Zeugnisberichtigungsanspruch kann eingeklagt werden
Unzufriedenheiten hinsichtlich des erteilten Zeugnisses sollten schnell aus der Welt geräumt werden. Hier kann sich der Gang zum Anwalt lohnen. Hat der Arbeitnehmer bereits eine größere Erwerbsbiographie, so hilft auch einfach der gesunde Menschenverstand und die Erfahrung, um zu beurteilen, ob das Zeugnis so akzeptabel ist. Findet sich keine Einigung mit dem Arbeitgeber, so muss man den Zeugnisberichtigungsanspruch beim Arbeitsgericht eingeklagen.
Hier besteht dann die Besonderheit, dass der Arbeitnehmer – der grundsätzlich keinen Anspruch auf bestimmte Formulierungen hat – in seinem Antrag unter Angabe des möglichst vollständigen Wortlauts einzelne zu ändernde Passagen formulieren kann und sollte (also z.B.: „In Zeile x ist die Formulierung ‚Sie zeigte eine zufrieden stellende Arbeitsweise‘ durch die Formulierung ‚Ihre Aufgaben erledigte sie stets selbständig mit äußerster Sorgfalt und größter Genauigkeit‘ zu ersetzen.“).

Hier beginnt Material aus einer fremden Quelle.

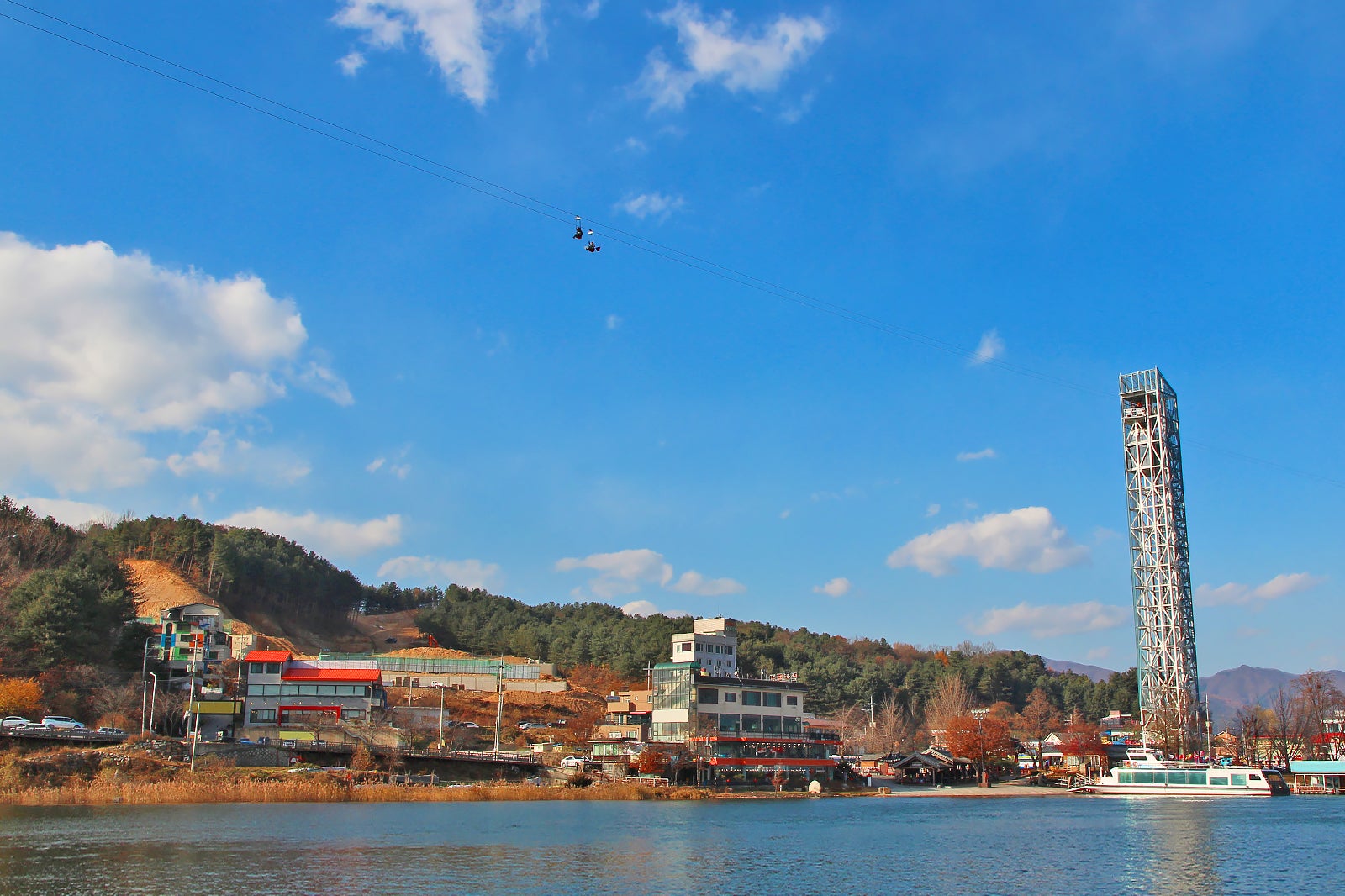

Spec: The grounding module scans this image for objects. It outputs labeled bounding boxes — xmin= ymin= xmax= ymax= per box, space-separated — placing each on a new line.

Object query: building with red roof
xmin=244 ymin=650 xmax=388 ymax=728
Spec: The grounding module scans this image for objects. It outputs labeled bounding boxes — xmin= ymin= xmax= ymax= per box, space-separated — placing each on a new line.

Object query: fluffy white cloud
xmin=166 ymin=430 xmax=312 ymax=484
xmin=614 ymin=192 xmax=684 ymax=220
xmin=971 ymin=329 xmax=1005 ymax=365
xmin=1195 ymin=573 xmax=1327 ymax=607
xmin=637 ymin=3 xmax=827 ymax=109
xmin=13 ymin=498 xmax=117 ymax=529
xmin=967 ymin=600 xmax=1131 ymax=638
xmin=667 ymin=569 xmax=748 ymax=598
xmin=556 ymin=547 xmax=746 ymax=600
xmin=378 ymin=557 xmax=500 ymax=588
xmin=812 ymin=577 xmax=850 ymax=598
xmin=336 ymin=50 xmax=366 ymax=78
xmin=888 ymin=507 xmax=1088 ymax=576
xmin=219 ymin=507 xmax=402 ymax=560
xmin=556 ymin=547 xmax=672 ymax=600
xmin=332 ymin=0 xmax=546 ymax=108
xmin=0 ymin=233 xmax=350 ymax=491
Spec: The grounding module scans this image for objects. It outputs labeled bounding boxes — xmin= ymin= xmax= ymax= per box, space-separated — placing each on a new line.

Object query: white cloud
xmin=970 ymin=329 xmax=1005 ymax=365
xmin=667 ymin=569 xmax=748 ymax=598
xmin=637 ymin=2 xmax=827 ymax=109
xmin=219 ymin=507 xmax=402 ymax=560
xmin=378 ymin=557 xmax=500 ymax=588
xmin=812 ymin=578 xmax=850 ymax=598
xmin=13 ymin=498 xmax=117 ymax=529
xmin=336 ymin=50 xmax=365 ymax=78
xmin=556 ymin=547 xmax=672 ymax=600
xmin=556 ymin=547 xmax=746 ymax=600
xmin=166 ymin=430 xmax=312 ymax=484
xmin=967 ymin=600 xmax=1131 ymax=638
xmin=332 ymin=0 xmax=546 ymax=108
xmin=0 ymin=233 xmax=350 ymax=491
xmin=612 ymin=192 xmax=684 ymax=220
xmin=888 ymin=507 xmax=1089 ymax=576
xmin=1195 ymin=573 xmax=1327 ymax=607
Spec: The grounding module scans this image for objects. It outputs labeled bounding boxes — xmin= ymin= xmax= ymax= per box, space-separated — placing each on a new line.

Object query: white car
xmin=42 ymin=716 xmax=83 ymax=730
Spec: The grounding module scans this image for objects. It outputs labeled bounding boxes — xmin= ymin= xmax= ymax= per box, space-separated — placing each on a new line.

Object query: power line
xmin=0 ymin=0 xmax=1345 ymax=488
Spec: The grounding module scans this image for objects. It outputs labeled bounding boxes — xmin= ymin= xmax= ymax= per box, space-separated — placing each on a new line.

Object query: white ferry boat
xmin=1071 ymin=750 xmax=1289 ymax=797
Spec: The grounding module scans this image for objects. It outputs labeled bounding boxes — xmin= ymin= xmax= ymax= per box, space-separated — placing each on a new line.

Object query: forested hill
xmin=409 ymin=585 xmax=1138 ymax=717
xmin=0 ymin=497 xmax=378 ymax=668
xmin=0 ymin=498 xmax=1137 ymax=717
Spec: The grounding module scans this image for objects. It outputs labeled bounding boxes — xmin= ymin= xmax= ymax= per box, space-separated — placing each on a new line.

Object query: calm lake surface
xmin=0 ymin=797 xmax=1345 ymax=896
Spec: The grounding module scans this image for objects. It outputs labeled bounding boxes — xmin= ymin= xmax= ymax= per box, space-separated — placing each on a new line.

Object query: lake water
xmin=0 ymin=797 xmax=1345 ymax=896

Der Antrag ist natürlich auch zu begründen. Hier kann ein altes Zwischenzeugnis (desselben Arbeitgebers) oder der Nachweis bestimmter Prämienzahlungen helfen. Gegebenenfalls kann man auch Kollegen und Vorgesetzte als Zeugen benennen, um die abweichende, bessere Beurteilung unter Beweis zu stellen. Aber wer muss hier eigentlich was beweisen?
Wer hat die Beweislast?
Das Bundesarbeitsgericht hat in seinem Urteil vom 14.10.2003 (9 AZR 12/03) ausgeführt, dass der Arbeitgeber zwar einen gewissen Beurteilungsspielraum hat. Allerdings sind die Tatsachen, die der Arbeitgeber seiner Leistungsbeurteilung zugrunde gelegt hat, voll gerichtlich überprüfbar. Die Rechtsprechung hat hier hinsichtlich der Beweislast eine Regel aufgestellt, die ich gerne mit einem Pendel vergleichen will.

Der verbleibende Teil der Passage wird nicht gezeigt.